--- In [EMAIL PROTECTED], Kevin Tarr <[EMAIL PROTECTED]> wrote:
> At 10:55 PM 1/5/2004, you wrote:
> >Jan Coffey wrote:
> >
> > > The Sugarboal. (Why do they call it a boal?) OU looked like they
> > > didn't care, but then the LSU defence was rolling over them.
> >
> >In answer to the question, I think because various stadiums were 
called
> >"bowls" or something.  If anyone has a better answer, I'd be 
interested
> >in it.
> 
> Yes, that's mostly right. The football game played after the Rose 
> festival/parade was first. There was a game in 1902, 

That game was a Rugby Football game BTW.

>then the next one in 
> 1916. 

The same for this game. Even though much of the football played at 
that time had added the forward pass, and even though a couple of 
years earlier the Scrummage had been slightly altered, and happened 
more often, the game in 1916 was still essentially Rugby.
 
> I can understand the arguments against football, but to me it seems 
like 
> nothing is happening in rugby or soccer most of the time. I would 
never say 
> I'm an expert, but I've watched enough to form my opinion.

That's very strange that you would say so Kevin. In comparison the 
vast majority of the time from the beginning to the end of a football 
(grid-iron) game is not spent actually playing.

I will agree that Soccer lacks structure, and that scoring happens so 
infrequently that for many it is hard to stay interested. For the 
spectator, it is in many ways the opposite of Basketball where, for 
some, scoring actually happens too frequently. 

In Soccer some spectators get the sense that nothing is happening 
because the field position is less about which end of the pitch the 
ball is on, or who is controlling the ball. These are factors, but 
the overall structure of where on the field players are located and 
how they are repositioning is actually more important. That's why 
televised Soccer tends to be shot from a much wider angle.
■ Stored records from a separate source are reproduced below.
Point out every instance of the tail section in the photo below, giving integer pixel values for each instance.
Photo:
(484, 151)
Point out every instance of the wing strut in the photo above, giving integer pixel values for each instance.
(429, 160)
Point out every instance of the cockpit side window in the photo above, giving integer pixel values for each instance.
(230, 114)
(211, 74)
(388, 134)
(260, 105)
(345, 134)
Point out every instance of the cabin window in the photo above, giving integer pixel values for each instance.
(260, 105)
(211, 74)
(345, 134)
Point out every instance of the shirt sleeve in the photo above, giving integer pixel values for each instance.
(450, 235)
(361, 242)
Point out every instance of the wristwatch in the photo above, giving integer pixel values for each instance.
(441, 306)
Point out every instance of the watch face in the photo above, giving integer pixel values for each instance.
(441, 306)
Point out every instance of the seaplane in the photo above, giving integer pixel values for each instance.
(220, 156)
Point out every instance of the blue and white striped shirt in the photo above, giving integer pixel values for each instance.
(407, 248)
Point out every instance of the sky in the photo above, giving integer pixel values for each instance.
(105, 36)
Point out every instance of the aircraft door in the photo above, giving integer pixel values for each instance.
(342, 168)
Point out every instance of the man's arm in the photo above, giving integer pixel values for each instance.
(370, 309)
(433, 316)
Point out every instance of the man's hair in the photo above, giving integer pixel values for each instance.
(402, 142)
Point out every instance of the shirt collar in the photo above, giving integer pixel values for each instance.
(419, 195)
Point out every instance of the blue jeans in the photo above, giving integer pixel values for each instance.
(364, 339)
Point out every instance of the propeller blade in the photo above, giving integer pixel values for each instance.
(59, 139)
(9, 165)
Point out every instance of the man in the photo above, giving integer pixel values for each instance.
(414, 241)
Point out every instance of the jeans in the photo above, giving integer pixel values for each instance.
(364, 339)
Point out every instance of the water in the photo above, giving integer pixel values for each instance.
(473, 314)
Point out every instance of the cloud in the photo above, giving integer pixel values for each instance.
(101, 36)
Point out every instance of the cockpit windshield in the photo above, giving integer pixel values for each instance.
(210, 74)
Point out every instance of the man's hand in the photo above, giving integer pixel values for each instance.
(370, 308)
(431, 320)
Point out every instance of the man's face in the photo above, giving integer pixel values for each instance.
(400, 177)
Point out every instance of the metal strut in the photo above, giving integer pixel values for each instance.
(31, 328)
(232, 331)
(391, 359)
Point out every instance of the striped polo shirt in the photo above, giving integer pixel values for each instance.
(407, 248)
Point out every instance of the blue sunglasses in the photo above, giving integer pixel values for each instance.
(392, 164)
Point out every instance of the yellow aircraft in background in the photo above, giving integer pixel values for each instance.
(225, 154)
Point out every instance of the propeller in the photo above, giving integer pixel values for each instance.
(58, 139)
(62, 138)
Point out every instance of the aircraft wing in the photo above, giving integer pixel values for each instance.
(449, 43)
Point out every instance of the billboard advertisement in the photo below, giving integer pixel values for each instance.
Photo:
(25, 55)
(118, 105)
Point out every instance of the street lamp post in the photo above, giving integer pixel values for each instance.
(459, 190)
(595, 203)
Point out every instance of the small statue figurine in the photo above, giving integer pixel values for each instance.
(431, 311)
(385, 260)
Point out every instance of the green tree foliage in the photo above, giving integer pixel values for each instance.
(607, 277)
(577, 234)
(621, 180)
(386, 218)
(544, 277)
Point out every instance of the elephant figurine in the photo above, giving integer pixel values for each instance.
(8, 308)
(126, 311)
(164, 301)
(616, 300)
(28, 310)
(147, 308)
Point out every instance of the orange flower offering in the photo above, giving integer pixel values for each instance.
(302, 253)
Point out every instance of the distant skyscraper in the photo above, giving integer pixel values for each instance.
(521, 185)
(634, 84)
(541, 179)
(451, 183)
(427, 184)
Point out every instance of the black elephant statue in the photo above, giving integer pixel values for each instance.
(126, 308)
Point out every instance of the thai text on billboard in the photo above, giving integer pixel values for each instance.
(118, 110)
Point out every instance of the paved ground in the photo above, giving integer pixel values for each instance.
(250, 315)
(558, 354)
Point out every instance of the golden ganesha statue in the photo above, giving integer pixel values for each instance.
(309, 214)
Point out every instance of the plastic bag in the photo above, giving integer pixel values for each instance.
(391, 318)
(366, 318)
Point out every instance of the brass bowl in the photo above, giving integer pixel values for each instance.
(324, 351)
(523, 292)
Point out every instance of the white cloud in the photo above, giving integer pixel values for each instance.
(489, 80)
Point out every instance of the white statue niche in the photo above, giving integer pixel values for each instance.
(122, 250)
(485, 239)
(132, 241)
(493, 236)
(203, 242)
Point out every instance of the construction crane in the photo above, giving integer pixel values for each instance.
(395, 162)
But how can you compare Rugby to Grid-Iron Football and say that 
nothing is happening. Rugby is constant action. The ball seldom dies. 
And when it does there is variety in the way that it is restarted. 

Unlike in Grid-Iron where the Ruck and the Scrummage (and line out 
actually) have been combined as the line of scrimmage. Every time the 
ball would have been contested in a Ruck play stops, everyone takes a 
break, the coach comes in to command the next move, the players line 
up again for another ruck-scrummage, and only then does play 
continue. After 4 of these without a 10 yard progression, a side is 
forced to turn over the ball.

In Rugby when a player is going to be tackled they can pass the ball 
back to a teammate and the action continues. When a player is tackled 
they must release the ball and it is contested in a Ruck and play 
continues. 

Of course you might have gotten the idea that nothing is happening 
from watching "Rugby League" Which is kind of a split between Grid-
Iron and Rugby. "Rugby League" is very similar to American Football 
in the 1910s and 20s without the forward pass. I agree Rugby League 
without the forward pass is less interesting to watch than Grid-Iron.

There are 6 downs in Leage with a sudo-ruck formed each time a tackle 
happens, and no yardage requirement. Scrums don't exist, and 
unfortunately most of what a spectator sees is the backs catching and 
re-kicking the ball to the other side of the field. Sometimes it 
almost looks like a bizarre tennis match played with an American 
Football. There are actually 8 League teams in the US, all in eastern 
states. There is quite a bit of talk rumored by this League to give 
up the "League" rules in favor of "Union" (the real Rugby) Laws.